I turned 51 yesterday. At the documented time of my birth (3:45 p.m.) I was in the air en route from Newark to Houston, enjoying the view from the window seat. I had bought the aisle seat, but ended up hitting the coach jackpot: an empty row. With glee, I took my backpack out from its under-the-seat restriction and put it on the seat next to me. I spent $8.50 on a box of snacks and put the remains on the aisle seat. I chilled.
Airplane seating puts me on the verge of panicky. I can only sit in the aisle seat; the middle makes me claustrophobic and the window restricts my freedom. The aisle seat allows me free access to the restroom, the aisle, the garbage can in the flight attendants’ area, and basically anywhere other than my seat. In the window seat I am dependent on the other passengers in my row. In the middle seat I am at their mercy. If I need to flee I can’t get away. The last time I sat in the middle seat I felt mercilessly penned in by diners on either side with their tray tables down.
I didn’t know I was claustrophobic until my doctor prescribed a head MRI. I never even got inside the machine. I panicked just looking at it. After two failed attempts with an oral sedative and one failed attempt with IV Ativan, I ultimately had to have the procedure done under general anesthesia. Pitiful, isn’t it?

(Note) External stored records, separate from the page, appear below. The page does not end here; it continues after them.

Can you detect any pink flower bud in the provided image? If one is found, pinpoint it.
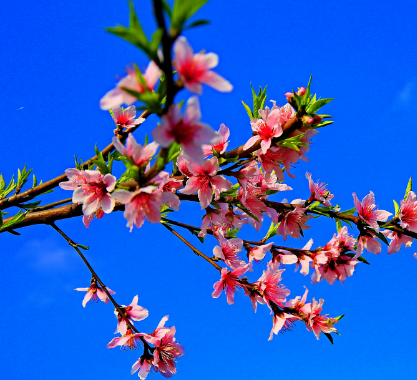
[297,87,306,96]
[314,115,323,124]
[285,92,293,101]
[302,115,314,124]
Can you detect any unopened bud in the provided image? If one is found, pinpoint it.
[314,115,323,124]
[285,92,293,102]
[297,87,306,96]
[302,115,314,124]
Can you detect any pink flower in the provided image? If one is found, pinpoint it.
[212,265,249,305]
[354,234,381,259]
[130,351,157,380]
[213,233,246,269]
[100,61,162,110]
[277,207,313,240]
[243,106,282,154]
[173,37,233,95]
[70,170,116,216]
[113,133,159,167]
[248,243,274,262]
[107,328,142,350]
[114,296,149,335]
[382,230,413,255]
[153,326,185,377]
[306,172,334,207]
[140,315,169,345]
[302,298,337,340]
[113,185,179,231]
[352,191,392,232]
[152,96,221,163]
[202,124,230,157]
[162,178,184,193]
[112,106,145,128]
[257,262,290,307]
[75,281,116,307]
[180,157,232,209]
[268,310,294,340]
[399,191,417,232]
[83,208,104,228]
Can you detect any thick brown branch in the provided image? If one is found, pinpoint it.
[0,111,151,210]
[162,223,222,271]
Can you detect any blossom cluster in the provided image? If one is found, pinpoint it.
[55,21,417,379]
[75,284,184,379]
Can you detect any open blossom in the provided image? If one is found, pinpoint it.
[112,106,145,128]
[306,172,334,207]
[354,234,381,259]
[248,243,274,262]
[113,133,159,167]
[203,124,230,157]
[277,205,313,240]
[398,191,417,232]
[152,96,221,163]
[213,233,246,269]
[100,61,162,110]
[114,296,149,335]
[113,185,179,231]
[301,298,337,340]
[243,106,282,154]
[180,157,232,209]
[107,328,142,350]
[352,191,392,232]
[153,326,185,377]
[83,208,104,228]
[75,281,116,307]
[257,262,290,307]
[212,265,249,305]
[140,315,169,345]
[59,168,87,190]
[66,170,116,216]
[173,36,233,95]
[382,230,413,255]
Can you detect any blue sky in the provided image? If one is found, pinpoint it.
[0,0,417,380]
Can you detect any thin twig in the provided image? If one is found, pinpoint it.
[50,223,150,349]
[162,223,222,271]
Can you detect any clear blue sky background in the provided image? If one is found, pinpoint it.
[0,0,417,380]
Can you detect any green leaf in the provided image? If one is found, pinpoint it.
[77,244,90,251]
[343,253,371,265]
[340,207,356,215]
[18,201,41,210]
[323,332,333,344]
[263,222,279,241]
[242,100,254,120]
[336,219,342,232]
[0,210,27,231]
[306,98,334,114]
[277,133,308,152]
[0,174,6,194]
[392,199,400,216]
[404,177,413,200]
[106,0,158,60]
[171,0,208,31]
[168,142,181,162]
[162,0,172,18]
[314,120,334,129]
[183,20,210,30]
[236,203,259,222]
[220,183,240,197]
[190,230,205,243]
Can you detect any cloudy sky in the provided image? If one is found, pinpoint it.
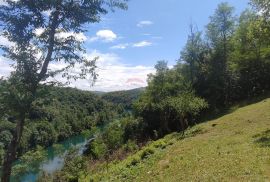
[0,0,248,91]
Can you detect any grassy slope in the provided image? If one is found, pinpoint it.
[81,99,270,182]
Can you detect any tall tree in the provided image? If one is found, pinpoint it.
[207,3,235,104]
[0,0,127,182]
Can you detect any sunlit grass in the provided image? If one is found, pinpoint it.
[81,99,270,182]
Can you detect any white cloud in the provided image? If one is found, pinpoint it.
[0,50,155,91]
[0,56,13,77]
[90,29,117,42]
[137,20,154,28]
[133,40,153,47]
[0,32,15,47]
[110,43,129,49]
[56,32,87,42]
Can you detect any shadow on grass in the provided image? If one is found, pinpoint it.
[253,129,270,147]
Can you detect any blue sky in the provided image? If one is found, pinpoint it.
[0,0,249,91]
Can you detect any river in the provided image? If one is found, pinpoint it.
[11,135,88,182]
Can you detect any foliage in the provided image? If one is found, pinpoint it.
[83,99,270,182]
[102,88,144,110]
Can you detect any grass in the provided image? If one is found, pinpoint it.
[80,99,270,182]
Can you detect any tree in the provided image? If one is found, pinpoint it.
[207,3,235,105]
[178,25,208,87]
[0,0,126,182]
[251,0,270,20]
[230,10,270,98]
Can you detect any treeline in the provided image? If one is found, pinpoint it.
[0,85,123,162]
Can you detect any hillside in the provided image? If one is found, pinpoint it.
[81,98,270,182]
[102,88,145,110]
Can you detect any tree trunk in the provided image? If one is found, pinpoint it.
[1,117,25,182]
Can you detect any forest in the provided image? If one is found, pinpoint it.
[0,0,270,182]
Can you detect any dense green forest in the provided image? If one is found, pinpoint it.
[0,0,270,181]
[37,1,270,180]
[102,88,145,110]
[0,86,123,161]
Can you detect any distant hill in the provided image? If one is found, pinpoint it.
[101,87,145,109]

My claustrophobia was about being unable to get away, just like airplane seating. How the hell would I get out of that MRI machine on my back? I was totally dependent on the MRI tech, and I couldn’t trust that he wouldn’t get on his cell phone, fight with his girlfriend and run outside for a smoke. In the meantime I might be in that tunnel hitting the panic button over and over, listening to the terrible thuds and pings, my head strapped down, no way to exit.

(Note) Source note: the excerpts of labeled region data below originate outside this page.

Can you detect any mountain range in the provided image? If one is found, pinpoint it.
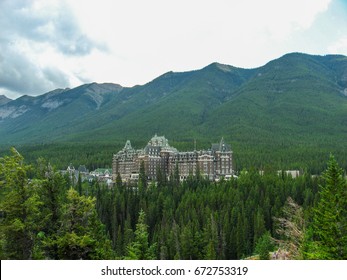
[0,53,347,170]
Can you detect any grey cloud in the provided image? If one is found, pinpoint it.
[0,41,69,96]
[0,0,102,96]
[0,0,103,55]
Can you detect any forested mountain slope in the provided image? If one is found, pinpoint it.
[0,53,347,171]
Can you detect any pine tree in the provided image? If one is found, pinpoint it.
[125,210,156,260]
[0,148,42,259]
[307,155,347,259]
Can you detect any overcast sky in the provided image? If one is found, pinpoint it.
[0,0,347,98]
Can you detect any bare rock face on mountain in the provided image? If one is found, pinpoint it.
[0,95,11,106]
[0,53,347,147]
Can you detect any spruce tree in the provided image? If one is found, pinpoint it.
[307,155,347,259]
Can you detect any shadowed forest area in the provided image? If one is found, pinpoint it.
[0,149,347,260]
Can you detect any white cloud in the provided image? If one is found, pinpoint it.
[328,36,347,54]
[0,0,346,99]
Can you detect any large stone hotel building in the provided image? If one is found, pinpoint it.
[112,135,233,181]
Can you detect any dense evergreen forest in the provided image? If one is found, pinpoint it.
[0,149,347,259]
[0,141,347,174]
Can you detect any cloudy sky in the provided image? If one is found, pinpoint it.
[0,0,347,98]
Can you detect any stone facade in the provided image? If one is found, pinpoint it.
[112,135,233,181]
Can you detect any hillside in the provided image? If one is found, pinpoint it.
[0,53,347,171]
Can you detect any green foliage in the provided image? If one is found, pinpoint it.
[0,149,42,259]
[125,210,157,260]
[255,231,275,260]
[0,149,114,259]
[306,155,347,260]
[0,149,347,260]
[0,53,347,174]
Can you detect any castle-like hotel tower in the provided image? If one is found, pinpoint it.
[112,135,233,181]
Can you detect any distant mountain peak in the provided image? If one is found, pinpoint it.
[0,95,12,105]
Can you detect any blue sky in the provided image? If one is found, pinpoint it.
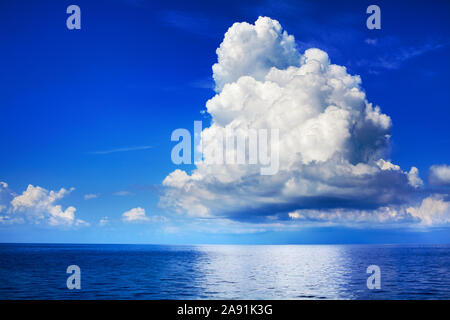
[0,0,450,243]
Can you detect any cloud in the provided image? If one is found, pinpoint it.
[428,164,450,186]
[84,193,100,200]
[212,17,300,91]
[89,146,152,154]
[122,207,149,222]
[113,191,132,197]
[160,17,423,222]
[407,195,450,226]
[4,184,89,226]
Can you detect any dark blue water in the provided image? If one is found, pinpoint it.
[0,244,450,299]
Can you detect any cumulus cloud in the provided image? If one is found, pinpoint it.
[2,184,89,226]
[84,193,100,200]
[288,195,450,226]
[122,207,149,222]
[213,17,300,91]
[160,17,423,225]
[429,164,450,186]
[407,195,450,226]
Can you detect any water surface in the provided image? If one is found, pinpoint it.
[0,244,450,299]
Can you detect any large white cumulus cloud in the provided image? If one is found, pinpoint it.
[0,182,89,226]
[213,18,300,91]
[161,17,422,220]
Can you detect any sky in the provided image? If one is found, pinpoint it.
[0,0,450,244]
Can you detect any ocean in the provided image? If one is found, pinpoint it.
[0,244,450,299]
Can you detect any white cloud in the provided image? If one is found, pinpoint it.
[429,164,450,186]
[98,217,109,227]
[160,18,422,220]
[212,18,300,91]
[122,207,149,222]
[407,195,450,226]
[84,193,100,200]
[11,184,89,226]
[113,191,132,197]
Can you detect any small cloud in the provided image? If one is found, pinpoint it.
[428,164,450,186]
[122,207,149,222]
[89,146,152,154]
[84,193,100,200]
[113,190,133,197]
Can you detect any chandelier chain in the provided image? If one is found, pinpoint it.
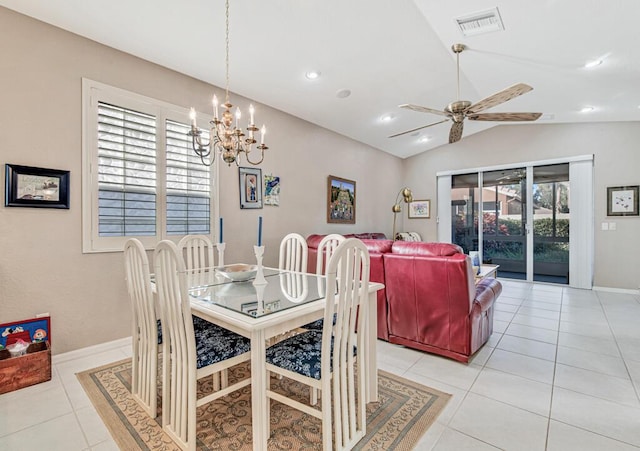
[224,0,229,103]
[187,0,269,166]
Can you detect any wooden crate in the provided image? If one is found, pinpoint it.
[0,341,51,395]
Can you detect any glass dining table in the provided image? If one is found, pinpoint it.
[182,268,384,450]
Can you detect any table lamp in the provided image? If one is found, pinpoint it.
[391,186,413,240]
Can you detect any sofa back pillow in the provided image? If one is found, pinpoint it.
[391,241,462,257]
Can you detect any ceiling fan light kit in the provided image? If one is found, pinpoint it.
[389,44,542,144]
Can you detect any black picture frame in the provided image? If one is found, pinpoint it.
[607,185,640,216]
[4,164,69,209]
[238,168,262,210]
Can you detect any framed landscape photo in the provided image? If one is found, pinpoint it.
[607,186,640,216]
[4,164,69,208]
[327,175,356,224]
[407,199,431,219]
[239,168,262,209]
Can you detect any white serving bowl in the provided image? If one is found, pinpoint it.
[216,264,258,282]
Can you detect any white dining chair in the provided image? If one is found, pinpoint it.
[278,233,308,272]
[154,240,251,451]
[178,235,215,287]
[124,238,162,418]
[266,238,370,451]
[302,233,346,406]
[316,233,346,274]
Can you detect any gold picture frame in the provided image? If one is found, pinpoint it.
[407,199,431,219]
[327,175,356,224]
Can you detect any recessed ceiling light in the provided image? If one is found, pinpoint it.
[304,70,320,80]
[584,60,602,69]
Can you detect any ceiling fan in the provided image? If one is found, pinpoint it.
[389,44,542,144]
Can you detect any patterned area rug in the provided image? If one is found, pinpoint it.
[77,359,451,451]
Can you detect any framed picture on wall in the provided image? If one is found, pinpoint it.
[407,199,431,219]
[327,175,356,224]
[4,164,69,208]
[239,168,262,209]
[607,186,639,216]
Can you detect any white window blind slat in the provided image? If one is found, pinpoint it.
[98,102,157,236]
[166,120,211,235]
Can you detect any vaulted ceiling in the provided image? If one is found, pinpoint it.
[0,0,640,158]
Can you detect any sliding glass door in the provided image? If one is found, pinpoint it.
[451,163,570,284]
[482,168,529,279]
[533,164,570,284]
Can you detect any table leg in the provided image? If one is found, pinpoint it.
[251,330,269,451]
[365,291,378,402]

I wondered if I had the procedure while lying on my stomach it might have been tolerable. I could wriggle out using my elbows for mobility. On my back I was helpless.
This idea was reinforced when I had my first-ever facial, in celebration of my 51st birthday. First, they insisted I take all my clothes off even though it was just a facial. I had to wear a white terrycloth halter top, which of course was reminiscent of the fake concealment of a hospital gown. The esthetician made small talk, asked me why it had taken me so long to have a facial (what?), and proceeded to cover my eyes so she could begin her treatment.

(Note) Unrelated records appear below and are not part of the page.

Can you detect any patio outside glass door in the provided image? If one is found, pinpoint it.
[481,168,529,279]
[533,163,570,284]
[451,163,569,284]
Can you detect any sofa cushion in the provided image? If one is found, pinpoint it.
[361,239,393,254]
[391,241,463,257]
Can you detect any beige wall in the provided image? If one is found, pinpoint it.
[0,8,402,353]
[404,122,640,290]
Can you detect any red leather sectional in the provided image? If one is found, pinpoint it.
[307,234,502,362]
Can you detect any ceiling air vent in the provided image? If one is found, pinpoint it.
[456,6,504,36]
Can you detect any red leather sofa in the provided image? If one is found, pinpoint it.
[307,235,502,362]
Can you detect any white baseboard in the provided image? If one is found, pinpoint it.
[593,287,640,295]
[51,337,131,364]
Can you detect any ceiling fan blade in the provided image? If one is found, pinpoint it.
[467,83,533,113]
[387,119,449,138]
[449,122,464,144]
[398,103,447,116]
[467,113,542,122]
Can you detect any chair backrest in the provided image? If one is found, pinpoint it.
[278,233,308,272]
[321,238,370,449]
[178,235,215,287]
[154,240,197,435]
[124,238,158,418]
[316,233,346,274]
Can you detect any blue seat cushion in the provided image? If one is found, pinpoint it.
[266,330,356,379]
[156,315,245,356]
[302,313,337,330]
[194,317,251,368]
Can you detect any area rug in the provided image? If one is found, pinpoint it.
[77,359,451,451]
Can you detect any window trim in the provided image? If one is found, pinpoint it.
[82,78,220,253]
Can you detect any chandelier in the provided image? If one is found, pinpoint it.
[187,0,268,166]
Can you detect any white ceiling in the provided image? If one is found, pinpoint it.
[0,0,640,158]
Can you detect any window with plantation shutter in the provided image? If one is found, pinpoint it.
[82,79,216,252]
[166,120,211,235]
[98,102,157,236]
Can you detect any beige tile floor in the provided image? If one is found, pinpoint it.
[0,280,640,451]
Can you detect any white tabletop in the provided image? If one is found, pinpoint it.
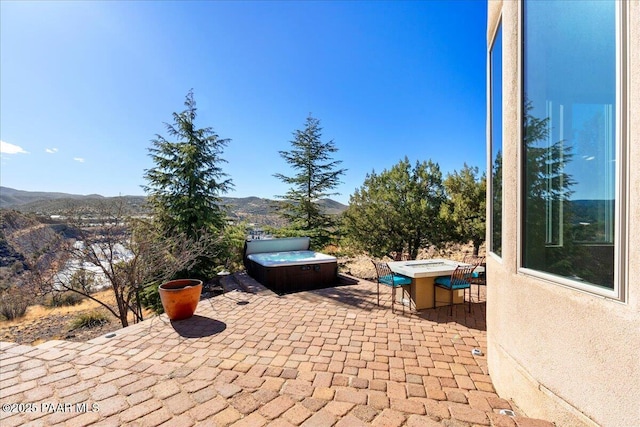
[389,259,467,279]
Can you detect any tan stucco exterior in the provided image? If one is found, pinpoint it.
[487,1,640,427]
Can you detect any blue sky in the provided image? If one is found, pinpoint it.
[0,0,487,203]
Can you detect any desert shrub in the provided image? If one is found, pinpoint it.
[0,286,29,320]
[45,291,84,307]
[140,283,164,314]
[71,311,109,329]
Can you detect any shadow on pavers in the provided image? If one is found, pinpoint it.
[171,314,227,338]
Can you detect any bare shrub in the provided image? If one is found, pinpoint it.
[0,286,29,320]
[71,311,109,329]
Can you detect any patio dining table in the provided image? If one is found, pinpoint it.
[389,259,476,310]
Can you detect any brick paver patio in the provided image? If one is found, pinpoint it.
[0,275,553,427]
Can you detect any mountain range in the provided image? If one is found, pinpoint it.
[0,187,347,226]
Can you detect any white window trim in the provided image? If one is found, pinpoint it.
[486,14,505,260]
[516,0,630,303]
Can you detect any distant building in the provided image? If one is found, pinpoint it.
[487,0,640,426]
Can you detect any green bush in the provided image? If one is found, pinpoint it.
[71,311,109,329]
[45,291,85,307]
[140,283,164,314]
[0,286,29,320]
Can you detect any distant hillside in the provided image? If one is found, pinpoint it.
[0,187,104,209]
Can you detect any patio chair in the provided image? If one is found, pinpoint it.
[462,254,487,302]
[433,264,476,316]
[371,261,411,314]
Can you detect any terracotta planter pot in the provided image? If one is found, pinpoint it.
[158,279,202,320]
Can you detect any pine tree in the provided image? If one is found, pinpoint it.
[274,115,346,247]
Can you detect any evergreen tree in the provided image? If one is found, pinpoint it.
[143,90,233,240]
[274,115,346,247]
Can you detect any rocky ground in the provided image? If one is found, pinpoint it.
[0,246,483,345]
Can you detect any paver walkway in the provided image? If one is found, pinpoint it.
[0,276,553,427]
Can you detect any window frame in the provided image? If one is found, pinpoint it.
[516,0,630,303]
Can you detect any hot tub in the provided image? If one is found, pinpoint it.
[244,237,338,295]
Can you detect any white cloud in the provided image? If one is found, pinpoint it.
[0,141,29,154]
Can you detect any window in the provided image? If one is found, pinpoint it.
[489,23,502,256]
[522,0,622,295]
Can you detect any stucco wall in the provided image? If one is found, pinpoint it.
[487,1,640,426]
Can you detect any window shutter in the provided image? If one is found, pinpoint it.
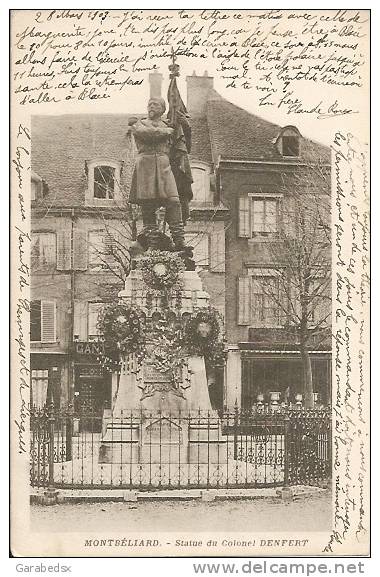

And my panic began. Under the sheet my hands balled into fists. I was ready to fight. I was on my back, blind, and virtually naked. Then the esthetician rubbed lotion on my hands (for a facial?) and put them in some kind of mittens. I struggled to fight the idea that she was further incapacitating me. After all, she seemed like a lovely young lady and even though we were alone in a darkened room surely someone would hear me scream if I needed to. It was a 45-minute treatment and I relaxed for maybe only 15 minutes of it.
So is the root of claustrophobia really loss of control? I felt at the mercy of the MRI tech, just as I felt at the mercy of the spa worker, just as I am at the mercy of my fellow air passengers. I have found that as I get older my fears have grown greater; 20 years ago the MRI might not have been as big a deal. Do our negative experiences aggregate throughout our lives? Is estrogen essential to give courage to child-bearing women, bringing fear to post-menopausal women in its absence? Or am I just falling to pieces?